Hi Drools Team,
We've encountered a critical issue with MVEL dialect in Drools 10 where .equals() method calls on string literals within eval() expressions fail on first execution but work correctly on subsequent executions. Using the == operator instead resolves the issue immediately.
When using MVEL dialect with eval() containing .equals() on string literal constants, rules fail to fire on first execution but work correctly on second and subsequent executions.
Observed Behavior:
First execution: eval("Y".equals("Y")) returns false or null → 0 rules fire
Second execution: Expression cache is warmed up → Rules fire correctly
All subsequent executions: Work correctly
Observed Behavior:
All executions: Work correctly from first execution onwards
Based on our investigation, the issue appears to be related to MVEL's constant expression optimization in Drools 10:
With .equals() method call:
MVEL attempts to pre-compile "Y".equals("Y") as a constant expression
During first compilation, the method reference is not fully initialized
The cached expression returns incorrect result (null or false)

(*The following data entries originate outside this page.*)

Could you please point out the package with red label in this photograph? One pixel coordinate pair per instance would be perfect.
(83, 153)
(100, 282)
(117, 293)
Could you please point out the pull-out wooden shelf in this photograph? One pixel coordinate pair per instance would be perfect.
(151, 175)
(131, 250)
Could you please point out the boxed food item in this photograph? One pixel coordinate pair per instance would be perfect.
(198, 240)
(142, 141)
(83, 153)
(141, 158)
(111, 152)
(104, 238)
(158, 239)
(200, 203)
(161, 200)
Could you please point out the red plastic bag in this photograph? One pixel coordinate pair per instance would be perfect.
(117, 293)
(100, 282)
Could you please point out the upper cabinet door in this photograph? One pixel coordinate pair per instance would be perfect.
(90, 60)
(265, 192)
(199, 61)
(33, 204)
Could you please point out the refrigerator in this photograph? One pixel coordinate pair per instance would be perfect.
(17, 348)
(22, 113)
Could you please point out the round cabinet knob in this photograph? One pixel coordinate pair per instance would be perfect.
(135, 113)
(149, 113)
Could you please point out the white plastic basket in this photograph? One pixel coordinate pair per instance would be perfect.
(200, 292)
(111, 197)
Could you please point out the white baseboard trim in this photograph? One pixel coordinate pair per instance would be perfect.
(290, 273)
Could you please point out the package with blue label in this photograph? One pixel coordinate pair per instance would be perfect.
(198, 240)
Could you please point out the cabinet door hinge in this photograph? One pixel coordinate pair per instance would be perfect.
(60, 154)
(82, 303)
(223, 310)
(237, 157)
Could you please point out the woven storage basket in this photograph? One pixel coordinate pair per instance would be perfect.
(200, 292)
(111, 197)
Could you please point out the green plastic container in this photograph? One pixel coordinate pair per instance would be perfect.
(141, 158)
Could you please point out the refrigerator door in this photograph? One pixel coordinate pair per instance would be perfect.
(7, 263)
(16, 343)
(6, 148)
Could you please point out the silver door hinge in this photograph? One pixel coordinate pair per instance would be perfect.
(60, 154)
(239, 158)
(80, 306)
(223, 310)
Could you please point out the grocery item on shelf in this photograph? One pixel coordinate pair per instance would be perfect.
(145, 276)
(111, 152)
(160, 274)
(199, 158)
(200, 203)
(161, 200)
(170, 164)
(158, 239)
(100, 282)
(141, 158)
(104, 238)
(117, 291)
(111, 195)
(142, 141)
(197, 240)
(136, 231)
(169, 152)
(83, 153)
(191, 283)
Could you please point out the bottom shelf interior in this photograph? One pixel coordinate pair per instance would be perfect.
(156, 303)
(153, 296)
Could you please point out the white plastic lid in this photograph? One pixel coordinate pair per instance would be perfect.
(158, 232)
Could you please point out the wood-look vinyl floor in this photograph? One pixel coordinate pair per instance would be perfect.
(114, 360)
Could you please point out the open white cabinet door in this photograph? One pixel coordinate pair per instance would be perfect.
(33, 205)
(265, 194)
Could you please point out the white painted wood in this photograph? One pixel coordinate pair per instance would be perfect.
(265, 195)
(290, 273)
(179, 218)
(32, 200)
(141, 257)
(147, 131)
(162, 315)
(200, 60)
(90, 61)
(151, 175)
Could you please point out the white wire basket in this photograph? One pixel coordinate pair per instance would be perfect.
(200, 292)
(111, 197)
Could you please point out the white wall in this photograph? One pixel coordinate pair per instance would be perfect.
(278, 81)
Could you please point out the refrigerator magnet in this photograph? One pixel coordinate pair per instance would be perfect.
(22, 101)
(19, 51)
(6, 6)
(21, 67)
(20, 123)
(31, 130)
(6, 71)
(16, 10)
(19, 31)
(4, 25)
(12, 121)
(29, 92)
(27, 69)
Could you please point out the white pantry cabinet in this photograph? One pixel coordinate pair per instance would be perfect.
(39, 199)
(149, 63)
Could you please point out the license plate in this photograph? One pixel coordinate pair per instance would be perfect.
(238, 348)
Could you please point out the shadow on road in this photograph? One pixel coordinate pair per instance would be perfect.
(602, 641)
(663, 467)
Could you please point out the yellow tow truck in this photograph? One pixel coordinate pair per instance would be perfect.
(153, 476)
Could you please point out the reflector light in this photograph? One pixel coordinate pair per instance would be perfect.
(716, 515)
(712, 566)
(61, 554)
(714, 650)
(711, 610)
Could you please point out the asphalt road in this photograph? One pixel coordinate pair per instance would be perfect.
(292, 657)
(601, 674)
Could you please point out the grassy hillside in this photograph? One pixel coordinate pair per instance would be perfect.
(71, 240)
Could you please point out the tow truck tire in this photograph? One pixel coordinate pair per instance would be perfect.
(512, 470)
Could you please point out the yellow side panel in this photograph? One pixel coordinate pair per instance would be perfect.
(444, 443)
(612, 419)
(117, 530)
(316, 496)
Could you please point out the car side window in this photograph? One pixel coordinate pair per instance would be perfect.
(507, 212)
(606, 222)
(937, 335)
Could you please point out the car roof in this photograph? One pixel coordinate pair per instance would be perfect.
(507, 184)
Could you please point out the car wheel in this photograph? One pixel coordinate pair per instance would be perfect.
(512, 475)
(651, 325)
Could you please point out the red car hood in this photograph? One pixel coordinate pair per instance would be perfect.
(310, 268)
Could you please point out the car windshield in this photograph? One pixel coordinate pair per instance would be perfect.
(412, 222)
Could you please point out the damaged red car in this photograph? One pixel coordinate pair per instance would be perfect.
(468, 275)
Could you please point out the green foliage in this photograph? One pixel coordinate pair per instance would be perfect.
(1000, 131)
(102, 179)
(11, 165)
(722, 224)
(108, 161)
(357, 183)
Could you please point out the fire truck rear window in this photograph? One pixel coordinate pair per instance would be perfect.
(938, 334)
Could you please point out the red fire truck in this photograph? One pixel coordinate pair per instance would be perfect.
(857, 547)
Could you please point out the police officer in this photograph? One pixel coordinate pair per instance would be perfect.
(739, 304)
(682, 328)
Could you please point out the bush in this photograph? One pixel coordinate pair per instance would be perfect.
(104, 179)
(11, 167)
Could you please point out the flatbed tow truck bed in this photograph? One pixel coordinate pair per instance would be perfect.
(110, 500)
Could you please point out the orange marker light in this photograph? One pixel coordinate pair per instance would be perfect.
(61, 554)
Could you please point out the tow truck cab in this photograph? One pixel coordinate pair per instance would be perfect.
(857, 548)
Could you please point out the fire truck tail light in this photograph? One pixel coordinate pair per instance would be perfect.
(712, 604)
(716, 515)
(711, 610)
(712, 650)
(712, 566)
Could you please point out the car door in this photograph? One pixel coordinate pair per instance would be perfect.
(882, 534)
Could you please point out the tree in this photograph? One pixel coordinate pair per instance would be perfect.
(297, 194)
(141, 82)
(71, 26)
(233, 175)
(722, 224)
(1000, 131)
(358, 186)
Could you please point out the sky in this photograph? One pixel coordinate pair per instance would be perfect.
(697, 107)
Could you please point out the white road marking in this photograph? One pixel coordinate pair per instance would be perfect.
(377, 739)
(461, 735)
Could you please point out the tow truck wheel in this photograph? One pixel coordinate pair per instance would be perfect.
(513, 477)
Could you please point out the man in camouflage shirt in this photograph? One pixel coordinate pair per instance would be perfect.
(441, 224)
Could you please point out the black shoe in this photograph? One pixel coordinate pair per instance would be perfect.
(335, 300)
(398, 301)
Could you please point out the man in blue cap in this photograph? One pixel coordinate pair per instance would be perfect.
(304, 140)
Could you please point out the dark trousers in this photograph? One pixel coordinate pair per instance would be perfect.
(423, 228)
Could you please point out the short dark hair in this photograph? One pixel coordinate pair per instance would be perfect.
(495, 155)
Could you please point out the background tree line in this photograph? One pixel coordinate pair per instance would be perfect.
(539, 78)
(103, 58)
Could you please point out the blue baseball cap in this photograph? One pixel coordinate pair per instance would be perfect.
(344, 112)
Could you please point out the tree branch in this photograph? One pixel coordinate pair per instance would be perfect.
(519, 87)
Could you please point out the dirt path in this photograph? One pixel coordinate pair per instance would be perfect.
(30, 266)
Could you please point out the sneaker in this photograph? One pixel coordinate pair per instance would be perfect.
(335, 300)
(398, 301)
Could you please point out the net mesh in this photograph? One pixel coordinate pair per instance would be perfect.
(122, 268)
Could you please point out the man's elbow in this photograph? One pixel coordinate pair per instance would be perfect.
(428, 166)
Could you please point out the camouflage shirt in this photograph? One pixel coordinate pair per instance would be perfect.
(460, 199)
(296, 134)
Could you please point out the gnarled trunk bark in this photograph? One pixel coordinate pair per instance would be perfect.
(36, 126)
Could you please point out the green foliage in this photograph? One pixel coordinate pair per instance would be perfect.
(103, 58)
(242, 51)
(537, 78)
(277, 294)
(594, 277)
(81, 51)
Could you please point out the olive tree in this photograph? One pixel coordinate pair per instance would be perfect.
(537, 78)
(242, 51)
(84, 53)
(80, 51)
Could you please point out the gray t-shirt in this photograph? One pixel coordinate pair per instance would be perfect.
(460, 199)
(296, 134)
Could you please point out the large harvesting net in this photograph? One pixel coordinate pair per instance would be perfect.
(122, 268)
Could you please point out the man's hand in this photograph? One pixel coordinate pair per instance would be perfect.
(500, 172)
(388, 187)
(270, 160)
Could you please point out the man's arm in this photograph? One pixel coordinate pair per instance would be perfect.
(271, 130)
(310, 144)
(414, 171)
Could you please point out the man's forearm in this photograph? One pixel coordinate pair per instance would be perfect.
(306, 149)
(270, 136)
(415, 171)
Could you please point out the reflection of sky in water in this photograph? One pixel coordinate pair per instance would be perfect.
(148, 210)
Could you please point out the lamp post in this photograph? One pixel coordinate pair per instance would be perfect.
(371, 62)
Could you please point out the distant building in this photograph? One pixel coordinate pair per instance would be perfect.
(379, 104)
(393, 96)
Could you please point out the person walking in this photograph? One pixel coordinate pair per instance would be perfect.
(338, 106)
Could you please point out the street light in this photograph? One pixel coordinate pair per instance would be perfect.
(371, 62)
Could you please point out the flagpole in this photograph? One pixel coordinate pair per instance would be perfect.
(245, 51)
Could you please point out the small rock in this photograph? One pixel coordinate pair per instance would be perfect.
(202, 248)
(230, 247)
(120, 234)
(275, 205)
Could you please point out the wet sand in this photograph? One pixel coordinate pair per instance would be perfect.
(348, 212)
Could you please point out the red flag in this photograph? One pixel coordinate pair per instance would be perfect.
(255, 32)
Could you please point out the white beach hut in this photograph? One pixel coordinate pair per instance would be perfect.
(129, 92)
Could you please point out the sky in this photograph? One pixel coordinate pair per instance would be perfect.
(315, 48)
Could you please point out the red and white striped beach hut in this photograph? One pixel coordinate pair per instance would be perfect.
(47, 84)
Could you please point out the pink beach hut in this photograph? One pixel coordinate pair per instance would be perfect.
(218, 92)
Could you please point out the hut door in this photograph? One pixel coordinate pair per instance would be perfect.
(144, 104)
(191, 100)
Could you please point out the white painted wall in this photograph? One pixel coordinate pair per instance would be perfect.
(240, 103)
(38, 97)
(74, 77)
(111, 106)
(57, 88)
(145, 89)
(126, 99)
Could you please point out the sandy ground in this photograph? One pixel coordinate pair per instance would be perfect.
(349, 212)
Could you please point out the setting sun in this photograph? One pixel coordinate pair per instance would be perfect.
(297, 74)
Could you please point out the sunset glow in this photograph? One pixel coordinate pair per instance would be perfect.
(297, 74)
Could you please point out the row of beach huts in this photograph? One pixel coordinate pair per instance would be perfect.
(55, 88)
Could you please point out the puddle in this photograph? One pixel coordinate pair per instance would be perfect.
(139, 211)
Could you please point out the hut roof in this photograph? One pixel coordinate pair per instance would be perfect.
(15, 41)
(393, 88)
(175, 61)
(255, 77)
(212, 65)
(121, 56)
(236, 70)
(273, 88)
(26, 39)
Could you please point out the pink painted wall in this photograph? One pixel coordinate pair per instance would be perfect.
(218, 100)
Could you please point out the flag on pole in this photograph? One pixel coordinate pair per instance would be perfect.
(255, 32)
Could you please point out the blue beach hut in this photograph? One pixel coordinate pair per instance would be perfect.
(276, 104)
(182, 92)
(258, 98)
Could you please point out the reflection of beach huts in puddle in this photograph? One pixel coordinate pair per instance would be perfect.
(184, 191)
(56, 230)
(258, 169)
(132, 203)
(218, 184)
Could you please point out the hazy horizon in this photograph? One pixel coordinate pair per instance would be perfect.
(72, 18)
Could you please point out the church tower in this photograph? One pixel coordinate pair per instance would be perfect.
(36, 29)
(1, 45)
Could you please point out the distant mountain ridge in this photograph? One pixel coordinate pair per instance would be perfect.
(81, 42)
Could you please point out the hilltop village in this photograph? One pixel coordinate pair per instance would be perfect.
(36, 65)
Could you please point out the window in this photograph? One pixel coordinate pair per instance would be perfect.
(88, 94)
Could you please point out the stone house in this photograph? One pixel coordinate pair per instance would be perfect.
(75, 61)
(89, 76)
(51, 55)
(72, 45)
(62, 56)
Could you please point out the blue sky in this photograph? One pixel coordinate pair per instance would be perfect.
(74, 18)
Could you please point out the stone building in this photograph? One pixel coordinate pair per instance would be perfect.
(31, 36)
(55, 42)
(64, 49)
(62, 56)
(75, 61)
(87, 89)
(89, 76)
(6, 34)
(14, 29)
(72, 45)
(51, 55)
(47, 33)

On second execution, the cached expression is warmed up and works correctly
With == operator:
MVEL uses native operator evaluation (no method compilation needed)
No reflection or method resolution required
Works immediately on first execution
Drools Version: 10.x
Dialect: MVEL
Expression Type: eval() with string literal constants
Pattern: Decision table generated rules with constant checks
Java Version: 11+
Is this a known issue with MVEL constant optimization in Drools 10?
Is there a configuration to disable aggressive constant folding for .equals() calls?
Should we consider this a bug or expected MVEL behavior?
What is the recommended approach for decision tables that generate constant comparisons?
Are there plans to address this in future Drools releases?
This issue affects production systems where rules must fire correctly on first execution (e.g., first user login, cold start scenarios, batch processing). The workaround using == is simple but requires updating all affected decision tables and rules.
The issue is reproducible across different rule packages
It affects decision table generated rules where constant checks are common
Dummy fireAllRules() before actual execution does NOT resolve the issue (both return 0)
The problem is specific to string literal .equals() calls, not variable comparisons
Any insights or guidance would be greatly appreciated!